Identification of chronic conditions in primary ED diagnosis
To determine whether the primary ED diagnosis would be categorized as a chronic condition or non-chronic condition, we adapted Chronic Condition Indicator (CCI) for ICD-9  and ICD-10 , respectively, developed by Agency for Healthcare Research and Quality. A chronic condition is defined as a condition expected to last 12 months or longer and results in functional limitations and or the need for ongoing medical intervention . Therefore, each emergency admission episode’s primary ED diagnosis can be designated either chronic or not chronic based on its ICD-9 or ICD-10 code.
Identification of ambulatory care sensitive conditions (ACSC) in primary ED diagnosis
Emergency admissions for ACSC were identified from the ICD-9 or ICD-10 primary ED diagnoses. The lists of diagnosis codes adopted in this study were based on the lists described by Billings et al.  and the subsequent ICD-10 version . The algorithm detects 24 ACSC conditions. ACSC conditions are further categorised into acute, chronic, and avoidable conditions. This study focused on the nine chronic ACSC (Table S1).
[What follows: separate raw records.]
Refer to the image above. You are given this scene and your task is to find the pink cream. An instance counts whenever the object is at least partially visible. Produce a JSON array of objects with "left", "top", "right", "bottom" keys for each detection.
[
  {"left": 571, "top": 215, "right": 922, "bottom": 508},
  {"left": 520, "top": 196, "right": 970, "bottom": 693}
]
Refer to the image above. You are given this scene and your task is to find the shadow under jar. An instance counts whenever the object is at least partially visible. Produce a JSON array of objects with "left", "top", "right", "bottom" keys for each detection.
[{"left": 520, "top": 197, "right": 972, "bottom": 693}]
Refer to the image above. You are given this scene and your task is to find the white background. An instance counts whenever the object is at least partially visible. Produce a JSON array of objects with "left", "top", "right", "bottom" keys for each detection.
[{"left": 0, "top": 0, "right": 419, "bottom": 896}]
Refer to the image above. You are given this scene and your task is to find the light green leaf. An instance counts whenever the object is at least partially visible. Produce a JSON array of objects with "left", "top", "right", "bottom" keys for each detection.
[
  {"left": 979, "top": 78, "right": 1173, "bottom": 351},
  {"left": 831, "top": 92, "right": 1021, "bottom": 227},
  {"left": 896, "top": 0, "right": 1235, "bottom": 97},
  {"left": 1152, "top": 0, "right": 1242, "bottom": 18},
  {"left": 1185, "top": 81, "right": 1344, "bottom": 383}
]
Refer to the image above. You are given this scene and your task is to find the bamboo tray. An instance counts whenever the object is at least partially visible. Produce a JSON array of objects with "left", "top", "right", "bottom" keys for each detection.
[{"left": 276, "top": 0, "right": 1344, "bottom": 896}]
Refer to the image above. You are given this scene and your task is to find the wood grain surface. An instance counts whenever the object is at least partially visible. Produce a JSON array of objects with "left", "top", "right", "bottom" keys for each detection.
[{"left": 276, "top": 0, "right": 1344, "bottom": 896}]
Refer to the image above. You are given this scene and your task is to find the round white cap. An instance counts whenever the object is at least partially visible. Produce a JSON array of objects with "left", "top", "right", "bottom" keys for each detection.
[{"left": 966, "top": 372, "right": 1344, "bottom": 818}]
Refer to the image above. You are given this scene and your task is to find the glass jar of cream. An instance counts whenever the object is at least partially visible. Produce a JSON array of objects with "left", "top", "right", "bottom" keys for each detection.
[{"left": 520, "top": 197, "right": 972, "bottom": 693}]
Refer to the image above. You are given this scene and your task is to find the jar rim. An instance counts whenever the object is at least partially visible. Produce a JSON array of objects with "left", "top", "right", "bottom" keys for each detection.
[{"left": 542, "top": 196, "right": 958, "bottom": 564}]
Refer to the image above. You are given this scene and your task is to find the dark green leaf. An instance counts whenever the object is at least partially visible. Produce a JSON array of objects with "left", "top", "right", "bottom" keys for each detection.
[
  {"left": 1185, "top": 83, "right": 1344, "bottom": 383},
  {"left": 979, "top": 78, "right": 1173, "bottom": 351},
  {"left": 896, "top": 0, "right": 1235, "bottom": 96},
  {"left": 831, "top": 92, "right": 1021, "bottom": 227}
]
Data wrangling and analysis were performed using R version 4.0.2 (R Foundation, Vienna, Austria). Chronic conditions, number of pre-existing comorbidities, and chronic ACSCs were analysed as proportions of the total SGH ED admissions. Proportion estimates in a given year were reported with 95% confidence interval. Mann-Kendall test (MK) was used to statistically assess whether there is a monotonic upward or downward trend of a proportion over time. A monotonic upward or downward trend means the proportion consistently increased or decreased over time, but the trend may not necessarily be linear. Additionally, a modified Mann-Kendall test (MMKH) using Hamed and Rao variance correction approach  was performed on trend analysis to address the issue of serial correlation. The serial correlation was evaluated using the acf function in R. The serial correlation (at lag 0-20) was detected in monthly aggregated data. Thus we performed the MMKH test for the monthly aggregated analysis. For annually aggregated data with much fewer time points, the serial correlation was negligible. Trend analysis was performed on the proportions of elderly emergency admissions with pre-existing multimorbidity at the time of admission, whose primary ED diagnosis was categorized as chronic conditions, and whose primary ED diagnosis was identified as ACSC.